Saturday, July 16, 2011
Monarch Profile: Tsar Nicholas II, Part IV -The Revolution
The Tsar sacked a number of ministers and his army commander and decided to take command of the war effort himself. His wife and daughters worked as nurses and civilians formed organizations to help sustain and support the troops. Leftists gained more power in government and the Tsar dissolved the Duma, not out of any desire for oppression, but to put aside political squabbling to devote the entire strength of the nation to winning the war. He had nothing but pride in his brave soldiers, knowing what difficulties and deficiencies they had to overcome and Nicholas was nothing if not a loyal friend and ally. Even when things were going very badly for Russia he refused any suggestion of a separate peace. After all his army and people had suffered he was committed to fighting on and to settle for nothing less than total victory over the Central Powers. However, even as the situation at the front grew worse and worse with German forces overrunning Poland and the Austrians retaking the territory lost to them earlier on, the “progressive” leftist elements in Russia continued to put their own ambition ahead of the nation.

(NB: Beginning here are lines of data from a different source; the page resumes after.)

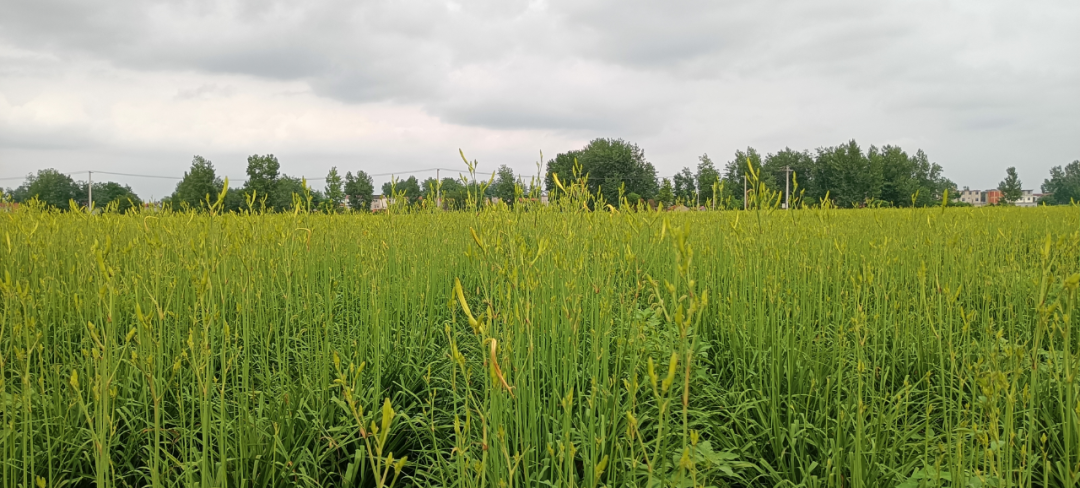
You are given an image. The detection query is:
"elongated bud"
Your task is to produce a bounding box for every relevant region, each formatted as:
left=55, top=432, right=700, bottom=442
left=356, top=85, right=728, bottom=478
left=660, top=352, right=678, bottom=393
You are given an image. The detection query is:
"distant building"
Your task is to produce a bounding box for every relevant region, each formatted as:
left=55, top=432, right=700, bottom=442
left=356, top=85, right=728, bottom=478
left=960, top=188, right=986, bottom=206
left=960, top=188, right=1043, bottom=206
left=372, top=194, right=394, bottom=212
left=1013, top=190, right=1039, bottom=206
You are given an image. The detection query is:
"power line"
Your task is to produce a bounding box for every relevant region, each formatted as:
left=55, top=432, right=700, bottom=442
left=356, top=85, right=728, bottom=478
left=0, top=167, right=468, bottom=181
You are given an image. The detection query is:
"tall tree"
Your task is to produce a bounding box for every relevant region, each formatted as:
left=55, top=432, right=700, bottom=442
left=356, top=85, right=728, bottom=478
left=812, top=140, right=883, bottom=207
left=1042, top=160, right=1080, bottom=205
left=721, top=147, right=772, bottom=205
left=998, top=166, right=1024, bottom=205
left=761, top=148, right=814, bottom=202
left=245, top=154, right=281, bottom=198
left=544, top=138, right=660, bottom=200
left=694, top=153, right=723, bottom=204
left=345, top=171, right=375, bottom=212
left=490, top=164, right=517, bottom=206
left=543, top=150, right=584, bottom=194
left=382, top=176, right=423, bottom=203
left=672, top=167, right=698, bottom=205
left=326, top=166, right=345, bottom=212
left=657, top=178, right=675, bottom=208
left=79, top=181, right=142, bottom=213
left=12, top=168, right=80, bottom=211
left=171, top=155, right=224, bottom=208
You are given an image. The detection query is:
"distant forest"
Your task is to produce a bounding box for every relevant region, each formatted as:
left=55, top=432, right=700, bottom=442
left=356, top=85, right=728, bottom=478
left=3, top=138, right=1080, bottom=212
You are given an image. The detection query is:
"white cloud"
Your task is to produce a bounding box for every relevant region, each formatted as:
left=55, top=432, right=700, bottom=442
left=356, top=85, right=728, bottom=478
left=0, top=0, right=1080, bottom=194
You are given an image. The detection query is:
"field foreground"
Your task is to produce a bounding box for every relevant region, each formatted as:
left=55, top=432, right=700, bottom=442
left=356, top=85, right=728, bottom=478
left=0, top=207, right=1080, bottom=488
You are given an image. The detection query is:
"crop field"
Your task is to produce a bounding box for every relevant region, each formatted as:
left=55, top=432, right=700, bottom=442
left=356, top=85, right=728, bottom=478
left=0, top=205, right=1080, bottom=488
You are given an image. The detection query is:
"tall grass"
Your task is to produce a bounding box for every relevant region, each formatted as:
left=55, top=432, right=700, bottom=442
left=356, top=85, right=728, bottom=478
left=0, top=192, right=1080, bottom=487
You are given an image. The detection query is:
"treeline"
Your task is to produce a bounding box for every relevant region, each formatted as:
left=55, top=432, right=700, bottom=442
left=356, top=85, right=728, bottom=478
left=544, top=139, right=956, bottom=208
left=4, top=168, right=143, bottom=212
left=4, top=138, right=1080, bottom=212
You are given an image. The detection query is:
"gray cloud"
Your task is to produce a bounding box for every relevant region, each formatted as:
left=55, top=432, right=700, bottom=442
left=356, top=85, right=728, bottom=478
left=0, top=0, right=1080, bottom=192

The revolutionaries did not care about the war effort, the people, the country or anything else but taking power for themselves. They had assassinated anyone who showed the slightest promise in making Russia more efficient and productive, their control of the labor unions enabled them, on several occasions, to carry out general strikes that brought virtually all industry in Russia to an absolute stand-still. Think about how that had to effect the country as a whole going forward. The Tsar had even given in to demand after demand but they always wanted more, because what they wanted was total power and whenever they did not get their way they held another strike and what little industry and infrastructure Russia had came to a dead stop. Considering all of this, it is really a wonder Russia held out as long as she did. Even while the war was raging and there were defeats at the front and privation at home the leftists continued to bog down the government by their efforts to take power until the Duma was again prorogued.